Visual artist, born Belfast, 1986
Duncan of Jordanstone College of Art and Design 2004 – 2008

Lauren Gault considers the political and ethical implications of our interactions with matter and the environment. Her work evokes intangible encounters with non-human experiences of time, space and physicality. In her sculptures, materials as diverse as silicone rubber, blown glass, pumped air, stitched suede, water or agricultural milk powder are subject to change through actions and physical processes that often involve pressure, tension and release. Exploring the transitions between different states of matter and scales of experience, Lauren’s work creates a space for objects to communicate and resonate with one another.

GAsworks, SOuth London, 23 jan – 22 march 2020

 CITHRA, 2020 – Installation View

Experimenting with unorthodox techniques and manufacturing processes, her work explores the often imperceptible changes that occur all around us, from microscopic events to geological time-scales, and confronts the ethical, political and emotional implications of human interactions with the environment.

In Gault’s sculptures, diverse materials are transformed through processes that involve pressure, tension and release. Her work evokes fleeting encounters between radically different materialities and opens up a space for objects to communicate and resonate with one another.

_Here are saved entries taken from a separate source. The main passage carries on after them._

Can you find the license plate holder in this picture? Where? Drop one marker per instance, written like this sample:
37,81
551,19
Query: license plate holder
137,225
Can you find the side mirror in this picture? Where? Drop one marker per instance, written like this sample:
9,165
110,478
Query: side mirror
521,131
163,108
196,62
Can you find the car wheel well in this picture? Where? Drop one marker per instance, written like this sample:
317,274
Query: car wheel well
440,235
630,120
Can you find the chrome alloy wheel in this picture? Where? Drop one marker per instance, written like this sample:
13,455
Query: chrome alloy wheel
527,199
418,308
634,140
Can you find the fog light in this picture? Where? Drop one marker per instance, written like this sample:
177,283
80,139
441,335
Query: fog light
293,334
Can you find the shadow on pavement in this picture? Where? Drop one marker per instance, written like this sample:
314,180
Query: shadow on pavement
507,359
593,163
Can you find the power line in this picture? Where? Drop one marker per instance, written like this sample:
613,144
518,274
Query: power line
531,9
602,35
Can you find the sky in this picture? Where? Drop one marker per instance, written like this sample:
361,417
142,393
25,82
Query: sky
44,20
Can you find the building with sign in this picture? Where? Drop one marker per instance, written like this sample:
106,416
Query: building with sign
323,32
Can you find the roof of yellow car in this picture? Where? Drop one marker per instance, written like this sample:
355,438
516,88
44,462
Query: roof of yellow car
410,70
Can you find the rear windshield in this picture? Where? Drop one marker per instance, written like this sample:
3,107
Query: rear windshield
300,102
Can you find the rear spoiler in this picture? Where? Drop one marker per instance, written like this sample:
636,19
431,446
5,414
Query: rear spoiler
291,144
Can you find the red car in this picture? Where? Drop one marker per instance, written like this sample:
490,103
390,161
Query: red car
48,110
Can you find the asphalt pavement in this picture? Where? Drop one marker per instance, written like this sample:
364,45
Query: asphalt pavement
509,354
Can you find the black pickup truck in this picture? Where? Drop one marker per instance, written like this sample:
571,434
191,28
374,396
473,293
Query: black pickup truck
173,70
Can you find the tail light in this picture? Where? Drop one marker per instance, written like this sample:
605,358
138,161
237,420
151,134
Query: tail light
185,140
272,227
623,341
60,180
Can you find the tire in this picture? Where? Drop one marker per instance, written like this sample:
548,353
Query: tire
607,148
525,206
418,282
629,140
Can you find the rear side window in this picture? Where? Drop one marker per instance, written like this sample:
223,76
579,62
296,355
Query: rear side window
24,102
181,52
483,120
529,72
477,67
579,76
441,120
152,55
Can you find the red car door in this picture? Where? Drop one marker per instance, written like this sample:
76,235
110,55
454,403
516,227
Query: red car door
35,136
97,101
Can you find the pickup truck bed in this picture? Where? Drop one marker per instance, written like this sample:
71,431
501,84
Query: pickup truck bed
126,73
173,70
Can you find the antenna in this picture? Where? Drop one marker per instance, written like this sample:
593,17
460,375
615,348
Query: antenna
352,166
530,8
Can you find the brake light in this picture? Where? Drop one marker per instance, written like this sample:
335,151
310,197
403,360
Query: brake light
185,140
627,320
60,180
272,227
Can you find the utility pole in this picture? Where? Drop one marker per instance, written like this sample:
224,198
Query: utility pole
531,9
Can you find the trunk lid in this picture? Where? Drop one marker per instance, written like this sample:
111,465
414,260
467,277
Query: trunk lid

The exhibition follows on from Gault’s residency at Gasworks during the spring of 2019, in which the artist researched the writings of Irish-born female explorer, inventor and self-educated scientist Martha Craig (born 1866), digging into the manuscripts and rare editions of her visionary lectures on physics. A relative of the artist, Martha Craig published a forgotten science-fiction novel, The Men of Mars in 1907, under a mysterious pen name, ‘Mithra’. This became the point of departure for Gault’s exhibition, C I T H R A —its title an allusion to the early Zoroastrian term for ‘seed’, ‘species’ and ‘livestock’.

Intimately bound to the artist’s rural upbringing in Northern Ireland, Gault’s new body of work reflects on the changing shape of agriculture, considering the close interdependencies between wildness and domestication.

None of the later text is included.